Cuomo refused to take down the signs, even though he was warned many times that the signs were unsafe and in violation of federal law.
Action was finally taken by the Federal Highway Administration (FHA) on Thursday, February 1. The New York State Department of Transportation was notified by the administration that $14 million in federal funds would be withheld from it. However, if the state managed to comply with the agency’s demands by September 30, then the money would be returned.
In a letter from the Acting Administrator of the FHA, Brandye Hendrickson, said, “Motorist safety is our primary objective. Because of the installation of more than 500 non-compliant signs and repeated notification to remove these installations, [we] will asses initial penalties for non-compliance effective immediately.”
According to The Post, “The penalty amounts to 1 percent of the funds the state receives from the federal government through the National Highway Performance Program and the Surface Transportation Block Grant Program. The feds argue that the signs violate rules aimed at preventing distracted driving — which leads to crashes and deaths across the nation’s roadways. Some of the signs advertise the iloveny.com website in addition to an IYNY smartphone app.
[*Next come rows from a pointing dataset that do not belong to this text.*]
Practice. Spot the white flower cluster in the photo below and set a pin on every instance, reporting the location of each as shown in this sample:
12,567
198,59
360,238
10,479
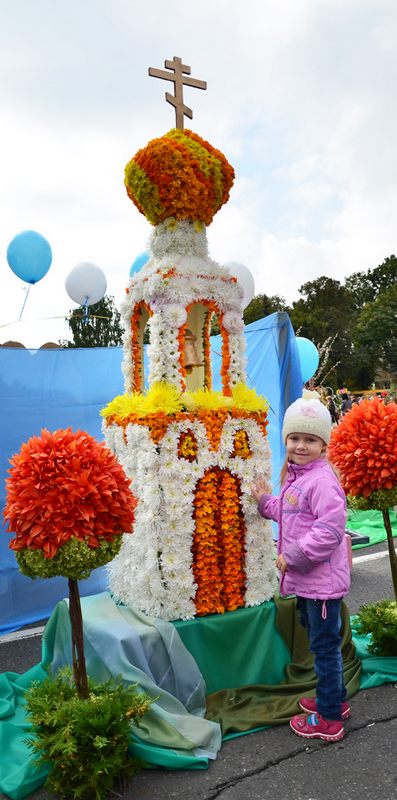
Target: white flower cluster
178,274
154,568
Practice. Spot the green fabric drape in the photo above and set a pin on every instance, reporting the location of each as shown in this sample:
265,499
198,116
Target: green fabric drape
244,708
262,651
370,523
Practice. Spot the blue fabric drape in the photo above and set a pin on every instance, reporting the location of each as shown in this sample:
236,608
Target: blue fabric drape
67,388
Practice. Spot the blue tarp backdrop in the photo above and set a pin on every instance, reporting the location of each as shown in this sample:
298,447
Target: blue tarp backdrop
67,388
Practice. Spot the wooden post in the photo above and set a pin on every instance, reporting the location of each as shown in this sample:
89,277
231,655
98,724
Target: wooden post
392,552
76,621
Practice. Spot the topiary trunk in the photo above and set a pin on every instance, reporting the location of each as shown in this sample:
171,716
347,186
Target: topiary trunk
76,620
392,552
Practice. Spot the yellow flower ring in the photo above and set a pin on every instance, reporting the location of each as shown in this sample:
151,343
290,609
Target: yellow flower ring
219,540
179,175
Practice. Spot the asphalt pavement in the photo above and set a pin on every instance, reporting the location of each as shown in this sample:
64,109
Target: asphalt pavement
274,764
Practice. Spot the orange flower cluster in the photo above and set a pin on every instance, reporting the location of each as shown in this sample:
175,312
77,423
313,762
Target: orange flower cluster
65,485
136,345
187,446
241,445
179,175
218,547
364,447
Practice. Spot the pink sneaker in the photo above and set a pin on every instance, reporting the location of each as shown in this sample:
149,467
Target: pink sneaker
313,726
309,704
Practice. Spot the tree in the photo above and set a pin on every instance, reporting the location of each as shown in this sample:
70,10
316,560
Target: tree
324,314
101,328
260,306
364,287
376,330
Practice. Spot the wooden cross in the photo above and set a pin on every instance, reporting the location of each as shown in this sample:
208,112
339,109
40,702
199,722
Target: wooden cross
179,71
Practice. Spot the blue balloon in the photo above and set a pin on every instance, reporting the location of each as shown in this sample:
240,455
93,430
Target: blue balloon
139,262
29,255
308,357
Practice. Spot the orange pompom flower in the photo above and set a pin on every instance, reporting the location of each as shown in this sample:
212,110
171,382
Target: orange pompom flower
364,449
68,502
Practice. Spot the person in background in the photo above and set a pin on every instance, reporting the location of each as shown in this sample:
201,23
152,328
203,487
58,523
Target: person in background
331,405
312,557
346,404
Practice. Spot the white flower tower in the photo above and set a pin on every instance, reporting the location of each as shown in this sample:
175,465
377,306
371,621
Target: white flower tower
198,545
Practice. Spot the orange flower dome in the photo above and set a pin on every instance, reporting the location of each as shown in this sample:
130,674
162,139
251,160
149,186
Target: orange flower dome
65,488
364,449
179,175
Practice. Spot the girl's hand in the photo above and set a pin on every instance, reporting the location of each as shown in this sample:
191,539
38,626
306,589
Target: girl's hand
260,487
281,564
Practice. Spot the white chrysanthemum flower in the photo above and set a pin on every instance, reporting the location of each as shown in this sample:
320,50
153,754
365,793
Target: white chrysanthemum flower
233,322
175,315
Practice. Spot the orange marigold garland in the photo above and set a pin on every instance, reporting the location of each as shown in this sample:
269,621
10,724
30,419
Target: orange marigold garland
68,502
187,446
218,547
233,534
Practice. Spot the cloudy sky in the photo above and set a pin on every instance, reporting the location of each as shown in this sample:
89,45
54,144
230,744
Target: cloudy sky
300,98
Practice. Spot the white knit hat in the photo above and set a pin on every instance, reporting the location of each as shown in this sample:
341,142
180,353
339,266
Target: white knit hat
308,415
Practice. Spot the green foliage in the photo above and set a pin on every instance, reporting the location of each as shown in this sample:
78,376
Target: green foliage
85,742
376,329
102,328
380,499
74,559
380,620
261,306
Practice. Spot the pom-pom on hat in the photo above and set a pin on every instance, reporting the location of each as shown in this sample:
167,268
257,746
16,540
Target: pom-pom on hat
308,415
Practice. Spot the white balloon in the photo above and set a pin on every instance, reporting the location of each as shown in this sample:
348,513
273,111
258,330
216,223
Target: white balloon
86,284
245,279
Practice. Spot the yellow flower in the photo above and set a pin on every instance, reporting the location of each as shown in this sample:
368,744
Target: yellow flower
247,399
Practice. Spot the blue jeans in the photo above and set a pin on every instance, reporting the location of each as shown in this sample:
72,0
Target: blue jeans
324,632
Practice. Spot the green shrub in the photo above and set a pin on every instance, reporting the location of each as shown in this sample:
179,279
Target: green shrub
84,742
380,620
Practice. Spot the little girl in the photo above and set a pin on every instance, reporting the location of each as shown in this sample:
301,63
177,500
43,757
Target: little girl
312,557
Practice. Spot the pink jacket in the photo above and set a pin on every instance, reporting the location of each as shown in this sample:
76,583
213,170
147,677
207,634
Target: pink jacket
311,516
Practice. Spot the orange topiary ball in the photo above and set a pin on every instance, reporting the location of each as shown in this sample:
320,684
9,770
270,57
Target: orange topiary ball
65,487
364,449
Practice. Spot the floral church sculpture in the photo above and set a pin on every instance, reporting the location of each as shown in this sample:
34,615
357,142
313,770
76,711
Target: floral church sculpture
198,545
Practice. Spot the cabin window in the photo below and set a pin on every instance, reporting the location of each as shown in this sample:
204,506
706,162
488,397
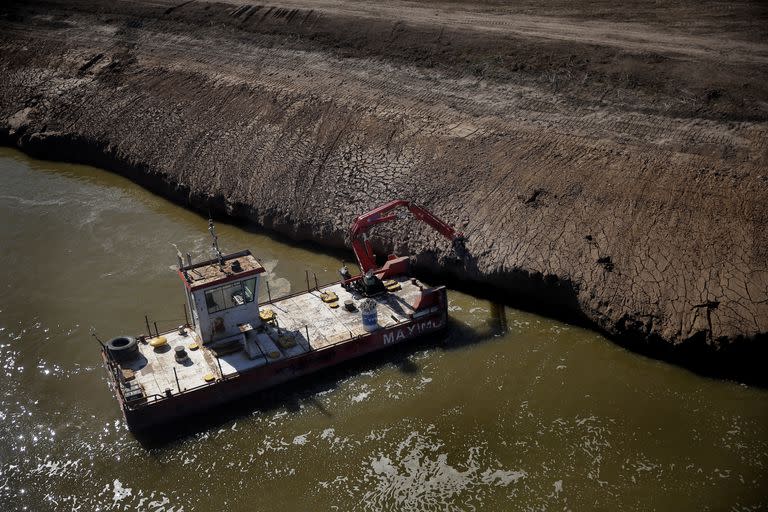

Penalties for texting while driving in New York range from $50 to $400 and could designate a person as an ‘at-risk’ driver.”
On Thursday, the state Transportation Department insisted that the signs were a service to drivers and posed no safety issues.
On behalf of the Cuomo administration, DOT spokesman Joseph Morrissey said, “We believe the signs are safe and provide useful information to drivers and will continue to work with [the feds] on a mutually beneficial resolution to this matter.”
In 2014, during Cuomo’s State of the State address, the pricey plan to put up 514 signs promoting New York was hyped by the governor.
At that time, Cuomo said, “The goal is to get people who are on the roads off the roads and into communities and fostering and promoting the economy of the state of New York.”
Warnings that the signs were against the law and could bring penalties were given by federal officials as early as 2016. Back in November 2016, a FTA spokesman told The New York Times, “We have been clear with the New York state Department of Transportation that its tourism-related signs are out of compliance.”
He added that federal officials would “make a determination about the penalty,” which could range from “withholding federal approval for projects to withholding highway funding.”
Issues regarding the signs legality were dismissed over the years by Cuomo, who insists they were operating perfectly.
Last year, Cuomo told reporters, “We’ll deal with whatever the federal government is talking about. We’re having ongoing conversations with them, but it’s been a great, great success for this state.”